Sabah-Günaydın, 2 mart

 

 

*

 

YA BEN BULURSAM!

 

‘Ünlü’ organizatör Erkan Özerman ‘dünyaca ünlü’ yıldızların telefon numaralarının kayıtlı olduğu defterini kaybetmiş; bulup getirene vaadi:

 

- Dizide oynatacağım

- Boyu posu yerindeyse manken yapacağım
- Sesi güzelse şarkıcı yapacağım
.
 
Peki bu defteri ya ben bulursam? Türk Devleti’nin bekaası ve Türk milletinin kemali afiyeti için bu şartlarda defteri sahibine vermeyip yakmam gerekir!
J


(Sabah-Günaydın, 3 mart)

 

 

*

 

MART AYINDA BUNDAN SONRA SEKSİ ÇIKMAZ

 

Yine ‘ünlü’ manken Eyşah Özhim durdu durdu bombayı patlattı-mış. Bombası neymiş? FHM dergisine seksi iç çamaşırları ve jartiyeriyle poz vermiş.
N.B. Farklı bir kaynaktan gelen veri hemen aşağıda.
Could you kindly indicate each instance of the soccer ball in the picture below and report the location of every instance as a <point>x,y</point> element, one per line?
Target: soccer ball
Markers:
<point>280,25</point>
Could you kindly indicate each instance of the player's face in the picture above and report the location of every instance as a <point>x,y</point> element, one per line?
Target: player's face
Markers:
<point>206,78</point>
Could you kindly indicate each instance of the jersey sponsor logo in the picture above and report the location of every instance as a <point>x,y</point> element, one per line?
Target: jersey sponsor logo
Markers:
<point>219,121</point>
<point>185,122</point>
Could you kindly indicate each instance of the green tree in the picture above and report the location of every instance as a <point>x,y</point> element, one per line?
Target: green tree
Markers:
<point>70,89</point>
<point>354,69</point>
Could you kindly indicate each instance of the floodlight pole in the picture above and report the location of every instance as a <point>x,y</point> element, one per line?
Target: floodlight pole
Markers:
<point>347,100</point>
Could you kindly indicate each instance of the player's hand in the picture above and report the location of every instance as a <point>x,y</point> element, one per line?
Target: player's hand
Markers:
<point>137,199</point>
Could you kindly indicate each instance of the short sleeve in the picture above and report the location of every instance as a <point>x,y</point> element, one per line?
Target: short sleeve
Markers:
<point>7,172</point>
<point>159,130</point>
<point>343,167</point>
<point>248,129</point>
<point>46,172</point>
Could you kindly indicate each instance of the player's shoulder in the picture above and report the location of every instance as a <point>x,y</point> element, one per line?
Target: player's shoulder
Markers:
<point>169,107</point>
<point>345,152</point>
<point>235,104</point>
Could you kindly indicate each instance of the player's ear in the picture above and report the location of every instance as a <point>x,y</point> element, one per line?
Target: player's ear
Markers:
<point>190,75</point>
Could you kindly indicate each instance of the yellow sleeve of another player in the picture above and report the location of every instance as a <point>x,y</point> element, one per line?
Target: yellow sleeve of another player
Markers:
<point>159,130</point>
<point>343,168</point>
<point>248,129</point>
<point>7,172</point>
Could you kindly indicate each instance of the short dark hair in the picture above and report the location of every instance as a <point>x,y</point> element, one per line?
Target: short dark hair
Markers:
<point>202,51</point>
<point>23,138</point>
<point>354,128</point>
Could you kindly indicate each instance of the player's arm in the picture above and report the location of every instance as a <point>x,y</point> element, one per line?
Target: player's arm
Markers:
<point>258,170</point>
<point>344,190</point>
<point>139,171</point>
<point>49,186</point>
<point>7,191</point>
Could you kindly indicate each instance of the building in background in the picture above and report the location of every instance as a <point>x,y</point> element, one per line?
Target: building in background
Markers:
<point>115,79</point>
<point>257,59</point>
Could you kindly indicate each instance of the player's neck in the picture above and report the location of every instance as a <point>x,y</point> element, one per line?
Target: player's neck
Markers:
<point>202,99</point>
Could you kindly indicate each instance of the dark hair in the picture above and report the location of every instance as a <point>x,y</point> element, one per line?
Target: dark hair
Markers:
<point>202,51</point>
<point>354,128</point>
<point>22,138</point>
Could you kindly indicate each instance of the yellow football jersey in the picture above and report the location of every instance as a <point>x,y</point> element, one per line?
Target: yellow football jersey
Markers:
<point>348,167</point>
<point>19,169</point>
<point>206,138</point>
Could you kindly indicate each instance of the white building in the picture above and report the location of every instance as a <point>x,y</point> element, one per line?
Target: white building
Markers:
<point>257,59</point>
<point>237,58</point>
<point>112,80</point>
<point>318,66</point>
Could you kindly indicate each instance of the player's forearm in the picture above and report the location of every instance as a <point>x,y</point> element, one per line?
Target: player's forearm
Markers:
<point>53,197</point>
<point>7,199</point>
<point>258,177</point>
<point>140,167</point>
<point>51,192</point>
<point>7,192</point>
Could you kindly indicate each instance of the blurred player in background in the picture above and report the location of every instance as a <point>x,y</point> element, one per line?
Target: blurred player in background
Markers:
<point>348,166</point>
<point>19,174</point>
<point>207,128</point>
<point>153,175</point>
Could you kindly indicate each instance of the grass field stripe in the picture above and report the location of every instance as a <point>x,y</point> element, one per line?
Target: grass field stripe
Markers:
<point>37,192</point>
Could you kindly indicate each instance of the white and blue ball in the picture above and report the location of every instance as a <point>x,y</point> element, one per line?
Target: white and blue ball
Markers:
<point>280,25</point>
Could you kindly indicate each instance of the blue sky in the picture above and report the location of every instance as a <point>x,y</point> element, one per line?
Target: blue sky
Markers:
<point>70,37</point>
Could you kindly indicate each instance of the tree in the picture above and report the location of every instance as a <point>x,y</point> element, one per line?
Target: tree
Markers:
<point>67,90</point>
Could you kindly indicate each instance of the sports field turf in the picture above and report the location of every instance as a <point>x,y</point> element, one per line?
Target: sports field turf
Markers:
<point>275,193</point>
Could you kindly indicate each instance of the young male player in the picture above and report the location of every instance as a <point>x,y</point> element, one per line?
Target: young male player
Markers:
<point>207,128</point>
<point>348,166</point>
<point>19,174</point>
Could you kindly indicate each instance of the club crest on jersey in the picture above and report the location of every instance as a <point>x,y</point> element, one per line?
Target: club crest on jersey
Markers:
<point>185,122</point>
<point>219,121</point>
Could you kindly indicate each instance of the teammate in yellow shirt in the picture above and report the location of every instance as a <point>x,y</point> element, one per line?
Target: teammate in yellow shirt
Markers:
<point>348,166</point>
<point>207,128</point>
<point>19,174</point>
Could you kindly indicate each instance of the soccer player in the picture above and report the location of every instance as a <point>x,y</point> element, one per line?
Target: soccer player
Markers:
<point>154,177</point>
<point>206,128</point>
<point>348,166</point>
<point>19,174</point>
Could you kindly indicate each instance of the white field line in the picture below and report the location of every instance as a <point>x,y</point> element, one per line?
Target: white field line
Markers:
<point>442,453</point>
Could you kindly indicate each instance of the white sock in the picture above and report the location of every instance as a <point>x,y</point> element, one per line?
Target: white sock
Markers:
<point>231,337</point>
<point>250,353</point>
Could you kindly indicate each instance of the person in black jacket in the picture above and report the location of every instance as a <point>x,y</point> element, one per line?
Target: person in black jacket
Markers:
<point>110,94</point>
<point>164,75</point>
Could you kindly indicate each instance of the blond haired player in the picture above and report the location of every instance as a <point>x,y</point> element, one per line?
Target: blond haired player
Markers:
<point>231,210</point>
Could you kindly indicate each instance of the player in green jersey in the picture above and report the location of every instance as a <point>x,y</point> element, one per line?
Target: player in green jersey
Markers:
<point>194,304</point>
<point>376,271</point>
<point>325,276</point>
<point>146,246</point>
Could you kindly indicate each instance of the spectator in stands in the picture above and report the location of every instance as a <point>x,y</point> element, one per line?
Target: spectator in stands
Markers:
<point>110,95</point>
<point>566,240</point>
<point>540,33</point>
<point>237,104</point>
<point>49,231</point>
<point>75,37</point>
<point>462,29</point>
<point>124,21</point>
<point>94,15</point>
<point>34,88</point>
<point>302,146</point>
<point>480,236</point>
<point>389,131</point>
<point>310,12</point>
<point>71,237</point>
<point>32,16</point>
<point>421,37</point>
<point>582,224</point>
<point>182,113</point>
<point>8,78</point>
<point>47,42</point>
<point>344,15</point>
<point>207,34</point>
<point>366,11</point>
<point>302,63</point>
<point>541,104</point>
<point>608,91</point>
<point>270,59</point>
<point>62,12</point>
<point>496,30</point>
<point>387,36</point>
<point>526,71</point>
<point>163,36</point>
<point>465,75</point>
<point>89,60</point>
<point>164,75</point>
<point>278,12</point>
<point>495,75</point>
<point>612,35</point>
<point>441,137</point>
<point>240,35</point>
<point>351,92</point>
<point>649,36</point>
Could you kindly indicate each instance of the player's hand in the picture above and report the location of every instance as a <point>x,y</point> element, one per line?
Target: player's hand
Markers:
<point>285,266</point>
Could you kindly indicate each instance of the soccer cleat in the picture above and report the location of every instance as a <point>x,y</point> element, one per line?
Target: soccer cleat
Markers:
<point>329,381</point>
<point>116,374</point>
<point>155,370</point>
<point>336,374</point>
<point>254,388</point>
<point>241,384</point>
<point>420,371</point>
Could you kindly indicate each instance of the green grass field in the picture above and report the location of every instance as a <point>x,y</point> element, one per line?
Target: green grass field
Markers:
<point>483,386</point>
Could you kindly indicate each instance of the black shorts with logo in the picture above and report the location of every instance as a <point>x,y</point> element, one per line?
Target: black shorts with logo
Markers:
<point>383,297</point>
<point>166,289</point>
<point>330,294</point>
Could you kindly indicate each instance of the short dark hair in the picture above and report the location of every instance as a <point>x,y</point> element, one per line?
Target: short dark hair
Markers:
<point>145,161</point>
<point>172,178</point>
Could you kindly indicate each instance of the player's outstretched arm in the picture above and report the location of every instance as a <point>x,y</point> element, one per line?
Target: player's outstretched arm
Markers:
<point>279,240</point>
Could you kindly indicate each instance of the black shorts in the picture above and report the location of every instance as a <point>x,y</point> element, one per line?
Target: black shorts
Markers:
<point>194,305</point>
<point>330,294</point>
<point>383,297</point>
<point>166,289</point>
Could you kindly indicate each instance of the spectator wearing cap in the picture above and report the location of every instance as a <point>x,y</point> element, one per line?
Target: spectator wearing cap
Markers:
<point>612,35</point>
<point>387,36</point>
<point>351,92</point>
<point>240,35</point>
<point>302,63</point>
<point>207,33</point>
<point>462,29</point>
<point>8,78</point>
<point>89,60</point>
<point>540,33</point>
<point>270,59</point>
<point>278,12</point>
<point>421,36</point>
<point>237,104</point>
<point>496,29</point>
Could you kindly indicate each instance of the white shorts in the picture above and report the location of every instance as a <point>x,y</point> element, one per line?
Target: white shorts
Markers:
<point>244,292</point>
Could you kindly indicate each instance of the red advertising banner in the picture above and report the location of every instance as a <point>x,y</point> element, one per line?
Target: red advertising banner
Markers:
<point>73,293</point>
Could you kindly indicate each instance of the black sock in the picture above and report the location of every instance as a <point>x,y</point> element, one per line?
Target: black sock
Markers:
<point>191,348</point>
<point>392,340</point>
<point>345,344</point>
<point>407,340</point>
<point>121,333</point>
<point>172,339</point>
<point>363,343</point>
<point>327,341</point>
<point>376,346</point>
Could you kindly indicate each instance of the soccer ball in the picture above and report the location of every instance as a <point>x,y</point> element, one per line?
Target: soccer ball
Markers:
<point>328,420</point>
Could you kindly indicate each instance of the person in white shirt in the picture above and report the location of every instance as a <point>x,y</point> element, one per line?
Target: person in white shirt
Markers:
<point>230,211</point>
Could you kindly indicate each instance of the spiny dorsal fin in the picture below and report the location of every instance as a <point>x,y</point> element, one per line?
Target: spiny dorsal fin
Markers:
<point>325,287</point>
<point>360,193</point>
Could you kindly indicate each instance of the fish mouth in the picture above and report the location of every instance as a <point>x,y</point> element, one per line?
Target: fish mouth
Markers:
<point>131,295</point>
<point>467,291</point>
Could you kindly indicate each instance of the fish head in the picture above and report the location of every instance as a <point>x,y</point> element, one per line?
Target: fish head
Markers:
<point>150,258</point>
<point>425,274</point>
Magazin ilavesi bu muhteşem haber için ‘
Martın en seksisi Eyşan’ başlığını kullanmış.

 

Bu haber yapıldığında martın henüz 2’si… Demek ki mart ayının geri kalan 29 gününde kimse seksi olmayı hayal etmesin!

 

Sabah-Günaydın, 3 mart

 

 


*

 

NE VEBASI?

 

Selahattin Duman’ın ‘Kediler AIDS oldu, yiğitlik fareye kaldı’ başlıklı yazısından minik bir alıntı:

 

“Şimdi kedilere bu AIDS dediğimiz hastalık nereden, nasıl geldi?
Ne yazık ki bu AIDS rumuzuna Türk Dil Kurumu maydanoz olup dilimizden bir karşılık bulamadı..
Ben vaktiyle “
G.. veremi” adını önermiştim.. Bilimsel bulunmadı.. Kabul görmedi.. Sağlık olsun!”